2016-02-18 14:01:00

Attentato ad Ankara: accusati i curdi. Nuovo attacco nel sud: 7 morti


La Turchia considera il regime di Damasco  "direttamente responsabile" dell'attentato che ieri sera ad Ankara ha provocato 28 morti e accusa i curdi siriani come esecutori materiali della strage. Immediata la risposta dei leader curdi siriani che rigettano  le accuse e mettono in guardia Ankara su eventuali operazioni di terra in Siria. Il servizio di Marco Guerra:

Il Presidente turco Recep Tayyip Erdogan ha puntato il dito contro i curdi dell'Ypg e del Pkk, indicandoli come responsabili dell'attentato compiuto ad Ankara. In un discorso trasmesso dalla tv turca, il Capo dello Stato ha dichiarato di non credere alle dichiarazioni dei leader delle due organizzazioni curde, considerate da Ankara alla stregua di gruppi terroristi, che hanno negato qualsiasi coinvolgimento con la strage. Erdogan ha poi fatto sapere che "sono state arrestate 14 persone e ci saranno altri arresti" in relazione all’attacco di ieri sera. E poco prima il premier turco Davutoglu aveva parlato anche di un coinvolgimento di Damasco. Intanto, in mattinata si sono registrate nuove violenze: almeno sette soldati turchi sono rimasti uccisi nell'esplosione che ha colpito un convoglio, nel sud-est del Paese a maggioranza curda. Mentre L'aviazione turca ha condotto una serie di raid contro le basi dei ribelli del Pkk in Iraq. Infine media locali riferiscono di 2000 miliziani dell'opposizione siriana appoggiati da Ankara ed entrati in Siria dalla Turchia per combattere contro i curdi. Sulle accuse avanzate dalla Turchia sentiamo il commento di Alessandro Politi, analista esperto dell’area:

R. – Da una parte, ci sono delle reazioni automatiche che portano ad accusare sempre i curdi. Ma è molto probabile che questa bomba, chiunque l’abbia messa, sia un messaggio dissuasivo per evitare una escalation militare in Siria, quindi per evitare l’invio di truppe di terra. Che alcune persone, poi, mettano le bombe e altre mandino il messaggio in chiaro, è storia comune, non dico solo nel terrorismo, ma nella politica.
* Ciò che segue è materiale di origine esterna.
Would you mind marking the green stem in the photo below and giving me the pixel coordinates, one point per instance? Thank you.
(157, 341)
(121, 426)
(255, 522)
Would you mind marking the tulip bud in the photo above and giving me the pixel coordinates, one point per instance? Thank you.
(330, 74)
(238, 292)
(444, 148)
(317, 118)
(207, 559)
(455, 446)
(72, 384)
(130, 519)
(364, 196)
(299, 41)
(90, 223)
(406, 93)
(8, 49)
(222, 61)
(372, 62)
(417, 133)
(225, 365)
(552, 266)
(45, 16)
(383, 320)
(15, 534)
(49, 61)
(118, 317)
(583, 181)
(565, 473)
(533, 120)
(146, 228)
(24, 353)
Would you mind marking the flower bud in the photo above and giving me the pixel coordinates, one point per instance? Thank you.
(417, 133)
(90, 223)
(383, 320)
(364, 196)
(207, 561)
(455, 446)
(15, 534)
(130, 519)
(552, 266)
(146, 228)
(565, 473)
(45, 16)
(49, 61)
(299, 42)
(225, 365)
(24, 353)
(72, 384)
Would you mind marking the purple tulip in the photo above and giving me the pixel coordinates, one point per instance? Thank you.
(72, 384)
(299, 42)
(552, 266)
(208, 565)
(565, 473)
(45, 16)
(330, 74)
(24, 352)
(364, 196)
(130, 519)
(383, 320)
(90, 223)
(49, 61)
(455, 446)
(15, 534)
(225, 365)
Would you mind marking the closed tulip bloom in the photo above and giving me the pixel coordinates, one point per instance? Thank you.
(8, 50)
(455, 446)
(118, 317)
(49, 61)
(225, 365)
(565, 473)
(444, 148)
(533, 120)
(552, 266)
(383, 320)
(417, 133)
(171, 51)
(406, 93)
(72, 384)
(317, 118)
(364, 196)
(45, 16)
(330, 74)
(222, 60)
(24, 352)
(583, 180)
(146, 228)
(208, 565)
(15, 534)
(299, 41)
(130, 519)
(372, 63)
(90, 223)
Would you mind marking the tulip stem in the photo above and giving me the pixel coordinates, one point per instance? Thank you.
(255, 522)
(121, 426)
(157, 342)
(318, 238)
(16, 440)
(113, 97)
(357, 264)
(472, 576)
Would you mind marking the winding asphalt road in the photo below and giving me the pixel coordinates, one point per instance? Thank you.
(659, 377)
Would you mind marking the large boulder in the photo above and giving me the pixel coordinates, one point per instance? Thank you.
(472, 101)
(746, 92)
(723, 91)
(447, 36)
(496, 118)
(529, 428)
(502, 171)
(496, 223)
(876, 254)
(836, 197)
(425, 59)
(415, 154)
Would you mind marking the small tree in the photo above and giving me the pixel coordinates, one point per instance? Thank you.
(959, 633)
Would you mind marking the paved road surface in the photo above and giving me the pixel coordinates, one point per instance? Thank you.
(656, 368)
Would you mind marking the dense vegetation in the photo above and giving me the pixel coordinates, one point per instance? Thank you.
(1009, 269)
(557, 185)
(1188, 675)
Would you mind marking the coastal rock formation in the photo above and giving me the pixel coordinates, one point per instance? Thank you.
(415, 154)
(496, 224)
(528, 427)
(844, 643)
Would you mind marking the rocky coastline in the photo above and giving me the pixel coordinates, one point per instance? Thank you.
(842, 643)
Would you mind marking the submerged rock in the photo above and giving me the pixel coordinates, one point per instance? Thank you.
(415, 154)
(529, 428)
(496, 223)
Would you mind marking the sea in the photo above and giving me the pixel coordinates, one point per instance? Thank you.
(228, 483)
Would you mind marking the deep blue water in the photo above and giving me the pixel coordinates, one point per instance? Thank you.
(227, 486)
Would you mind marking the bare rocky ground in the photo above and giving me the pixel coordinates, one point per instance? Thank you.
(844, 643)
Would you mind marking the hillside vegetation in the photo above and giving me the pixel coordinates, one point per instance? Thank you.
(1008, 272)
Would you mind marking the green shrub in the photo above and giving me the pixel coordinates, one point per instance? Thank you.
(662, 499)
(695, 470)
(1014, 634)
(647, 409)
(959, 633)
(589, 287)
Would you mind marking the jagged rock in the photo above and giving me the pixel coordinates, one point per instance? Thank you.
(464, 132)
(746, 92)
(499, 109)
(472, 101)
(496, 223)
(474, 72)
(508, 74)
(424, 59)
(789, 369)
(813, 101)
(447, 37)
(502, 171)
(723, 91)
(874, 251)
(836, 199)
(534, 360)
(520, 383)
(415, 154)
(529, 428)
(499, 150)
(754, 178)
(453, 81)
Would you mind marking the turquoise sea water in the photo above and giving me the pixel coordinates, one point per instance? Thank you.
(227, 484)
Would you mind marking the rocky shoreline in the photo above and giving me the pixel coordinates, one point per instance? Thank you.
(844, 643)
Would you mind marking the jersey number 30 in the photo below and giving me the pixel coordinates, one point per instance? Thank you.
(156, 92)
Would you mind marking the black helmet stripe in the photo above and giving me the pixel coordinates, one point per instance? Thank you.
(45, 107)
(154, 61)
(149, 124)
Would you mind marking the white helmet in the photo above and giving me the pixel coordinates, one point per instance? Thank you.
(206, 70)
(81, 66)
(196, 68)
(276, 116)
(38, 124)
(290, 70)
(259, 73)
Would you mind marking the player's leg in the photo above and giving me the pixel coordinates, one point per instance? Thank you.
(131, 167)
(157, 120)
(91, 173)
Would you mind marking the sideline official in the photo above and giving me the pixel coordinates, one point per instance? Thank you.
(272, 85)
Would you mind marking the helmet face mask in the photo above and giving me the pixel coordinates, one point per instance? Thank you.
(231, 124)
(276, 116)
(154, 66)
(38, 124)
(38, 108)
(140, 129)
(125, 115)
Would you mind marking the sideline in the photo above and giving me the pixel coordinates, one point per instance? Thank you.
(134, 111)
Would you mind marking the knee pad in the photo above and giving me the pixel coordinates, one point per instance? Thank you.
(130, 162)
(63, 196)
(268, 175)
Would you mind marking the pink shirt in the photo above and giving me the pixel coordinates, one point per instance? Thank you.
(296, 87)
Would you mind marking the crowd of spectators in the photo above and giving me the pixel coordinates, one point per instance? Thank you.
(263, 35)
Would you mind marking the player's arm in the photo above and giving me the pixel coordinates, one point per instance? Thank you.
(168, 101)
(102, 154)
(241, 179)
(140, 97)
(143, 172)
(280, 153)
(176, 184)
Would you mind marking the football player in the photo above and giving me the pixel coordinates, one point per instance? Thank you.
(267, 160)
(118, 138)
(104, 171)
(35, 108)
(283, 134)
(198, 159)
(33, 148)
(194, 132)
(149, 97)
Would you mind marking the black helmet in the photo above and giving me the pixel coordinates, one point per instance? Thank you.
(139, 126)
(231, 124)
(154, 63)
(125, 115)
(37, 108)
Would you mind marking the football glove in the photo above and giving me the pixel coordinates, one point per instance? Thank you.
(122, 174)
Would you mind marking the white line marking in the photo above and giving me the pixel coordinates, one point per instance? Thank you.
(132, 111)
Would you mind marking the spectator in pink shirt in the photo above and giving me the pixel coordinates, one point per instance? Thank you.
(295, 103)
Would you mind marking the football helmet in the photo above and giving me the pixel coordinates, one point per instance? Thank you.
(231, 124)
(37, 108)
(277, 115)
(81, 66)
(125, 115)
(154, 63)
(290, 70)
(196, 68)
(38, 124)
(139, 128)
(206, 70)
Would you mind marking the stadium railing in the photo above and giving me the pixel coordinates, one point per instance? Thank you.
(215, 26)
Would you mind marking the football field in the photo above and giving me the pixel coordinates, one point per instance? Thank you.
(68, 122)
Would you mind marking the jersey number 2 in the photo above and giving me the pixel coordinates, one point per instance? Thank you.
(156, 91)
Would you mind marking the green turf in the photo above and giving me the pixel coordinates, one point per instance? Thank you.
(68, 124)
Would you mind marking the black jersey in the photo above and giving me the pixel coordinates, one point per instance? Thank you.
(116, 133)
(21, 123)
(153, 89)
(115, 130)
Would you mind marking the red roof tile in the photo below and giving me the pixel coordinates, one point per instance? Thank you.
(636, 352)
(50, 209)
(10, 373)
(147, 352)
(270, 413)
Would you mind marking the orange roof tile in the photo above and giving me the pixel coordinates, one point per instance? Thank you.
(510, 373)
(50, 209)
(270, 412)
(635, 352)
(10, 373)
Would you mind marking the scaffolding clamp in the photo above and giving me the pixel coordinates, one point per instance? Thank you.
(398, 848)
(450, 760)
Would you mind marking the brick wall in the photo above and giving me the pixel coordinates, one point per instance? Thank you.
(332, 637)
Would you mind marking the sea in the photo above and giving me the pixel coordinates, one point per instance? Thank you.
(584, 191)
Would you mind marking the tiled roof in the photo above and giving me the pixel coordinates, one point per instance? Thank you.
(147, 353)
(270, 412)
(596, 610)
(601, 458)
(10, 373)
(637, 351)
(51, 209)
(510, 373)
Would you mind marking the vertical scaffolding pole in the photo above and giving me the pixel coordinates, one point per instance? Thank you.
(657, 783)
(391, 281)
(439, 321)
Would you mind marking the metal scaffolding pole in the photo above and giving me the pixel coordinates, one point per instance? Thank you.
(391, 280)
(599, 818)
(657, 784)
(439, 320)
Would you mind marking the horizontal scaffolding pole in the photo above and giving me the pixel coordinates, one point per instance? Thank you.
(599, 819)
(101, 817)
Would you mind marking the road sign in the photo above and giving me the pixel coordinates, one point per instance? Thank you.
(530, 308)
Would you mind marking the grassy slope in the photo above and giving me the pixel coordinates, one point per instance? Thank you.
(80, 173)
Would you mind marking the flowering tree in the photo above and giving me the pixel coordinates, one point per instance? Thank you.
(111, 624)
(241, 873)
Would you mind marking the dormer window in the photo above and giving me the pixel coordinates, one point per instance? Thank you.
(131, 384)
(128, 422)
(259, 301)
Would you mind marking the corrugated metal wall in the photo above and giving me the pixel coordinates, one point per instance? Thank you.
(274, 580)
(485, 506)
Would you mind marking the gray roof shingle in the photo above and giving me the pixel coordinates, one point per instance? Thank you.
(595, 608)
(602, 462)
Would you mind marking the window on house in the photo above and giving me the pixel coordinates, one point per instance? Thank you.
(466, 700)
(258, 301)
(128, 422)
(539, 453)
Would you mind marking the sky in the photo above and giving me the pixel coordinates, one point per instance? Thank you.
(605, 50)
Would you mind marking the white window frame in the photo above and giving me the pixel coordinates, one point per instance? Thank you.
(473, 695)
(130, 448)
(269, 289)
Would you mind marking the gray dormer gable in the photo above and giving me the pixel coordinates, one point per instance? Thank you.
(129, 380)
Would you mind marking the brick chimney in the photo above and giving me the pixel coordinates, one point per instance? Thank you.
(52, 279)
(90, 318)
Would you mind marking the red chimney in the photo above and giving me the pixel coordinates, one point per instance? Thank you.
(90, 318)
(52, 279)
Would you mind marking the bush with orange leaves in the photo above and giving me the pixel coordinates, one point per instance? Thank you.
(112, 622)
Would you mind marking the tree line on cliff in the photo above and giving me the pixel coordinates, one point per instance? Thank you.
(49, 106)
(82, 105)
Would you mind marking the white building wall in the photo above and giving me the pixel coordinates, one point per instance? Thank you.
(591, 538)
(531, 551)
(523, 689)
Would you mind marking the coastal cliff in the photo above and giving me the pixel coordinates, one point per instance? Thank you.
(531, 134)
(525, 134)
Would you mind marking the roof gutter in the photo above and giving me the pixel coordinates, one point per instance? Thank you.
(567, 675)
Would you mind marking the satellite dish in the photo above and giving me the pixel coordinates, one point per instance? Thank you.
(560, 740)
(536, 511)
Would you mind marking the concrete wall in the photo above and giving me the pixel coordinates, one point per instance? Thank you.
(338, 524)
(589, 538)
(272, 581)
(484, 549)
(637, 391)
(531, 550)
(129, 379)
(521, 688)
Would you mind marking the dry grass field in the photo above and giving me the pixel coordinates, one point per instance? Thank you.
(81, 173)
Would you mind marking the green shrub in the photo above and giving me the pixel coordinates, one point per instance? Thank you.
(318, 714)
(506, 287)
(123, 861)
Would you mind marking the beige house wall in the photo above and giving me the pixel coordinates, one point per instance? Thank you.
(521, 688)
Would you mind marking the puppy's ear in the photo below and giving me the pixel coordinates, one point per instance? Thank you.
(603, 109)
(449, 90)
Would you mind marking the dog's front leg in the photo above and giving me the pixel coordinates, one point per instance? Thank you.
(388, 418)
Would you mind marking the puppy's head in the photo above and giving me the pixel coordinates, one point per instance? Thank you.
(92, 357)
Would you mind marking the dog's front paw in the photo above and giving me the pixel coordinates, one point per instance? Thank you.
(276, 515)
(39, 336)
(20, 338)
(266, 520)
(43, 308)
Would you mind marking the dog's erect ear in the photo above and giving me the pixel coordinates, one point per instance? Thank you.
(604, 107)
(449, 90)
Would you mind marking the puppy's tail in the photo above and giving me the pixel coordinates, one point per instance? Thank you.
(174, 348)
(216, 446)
D. – La Turchia, da giorni bombardava le postazioni curde in Siria. L’attentato nella capitale turca può essere una risposta?

R. – In linea teorica sì, ma i curdi siriani sanno benissimo che una bomba ad Ankara non cambia assolutamente nulla dal punto di vista politico del governo turco. Mentre un attentatore che ha una posta in gioco molto più alta e anche più mezzi per mettere in atto le sue strategie dissuasive, potrebbe avere maggiore interesse.

D. – Chi può esserci, quindi, veramente, dietro questo attentato?

R. – L’accusa turca è molto immediata, quindi o hanno delle fonti molto buone o è un’intuizione politica che va verificata. Potrebbe essere un attentato siriano, però la scena mediorientale è piena di attentatori che non dicono il loro nome, non mostrano il loro volto, ma le cui bombe o i cui attacchi hanno poi delle conseguenze politiche concrete.

D. – Sullo sfondo delle nuove violenze in Turchia, resta il caos siriano. La guerra civile, oltre confine, è ormai entrata in territorio turco?

R. – No, non per ora. Ci sono degli attentati sanguinosi, ma ancora molto limitati, non c’è una campagna di attentati. E’ precisamente lo scopo di molti di questi attentati o almeno di alcuni: evitare che ci sia un’estensione, un allargamento delle violenze oltre la frontiera turco-siriana, in direzione turca.

D. – Poi ci sono Russia e Stati Uniti che continuano ad appoggiare i miliziani curdi che combattono contro lo Stato Islamico. Questo è destinato a far alzare le tensioni con Ankara. Come se ne esce?

R. – Le tensioni con Ankara ci sono già e dureranno fino a quando ci sarà una guerra civile in Siria e fino a quando soprattutto Ankara non deciderà di trovare una soluzione politica al suo problema curdo all’interno. Più passa il tempo, più si rischia di perdere un’occasione preziosa, di chiudere questo lunghissimo dossier.

D. – Quindi, diciamo che la questione curda è l’ennesimo dossier di questo scacchiere complesso in Siria e in Medio Oriente…

R. – La questione curda è semplicemente la questione della cattiva gestione di una rivendicazione che va dall’identitario al separatista. Sarebbe opportuno seguire l’esempio italiano, che ha già gestito senza troppi problemi tre separatismi. Altrimenti abbiamo le storie infinite, come in Corsica, come nei Paesi Baschi, come in Irlanda del Nord, come nei territori curdi.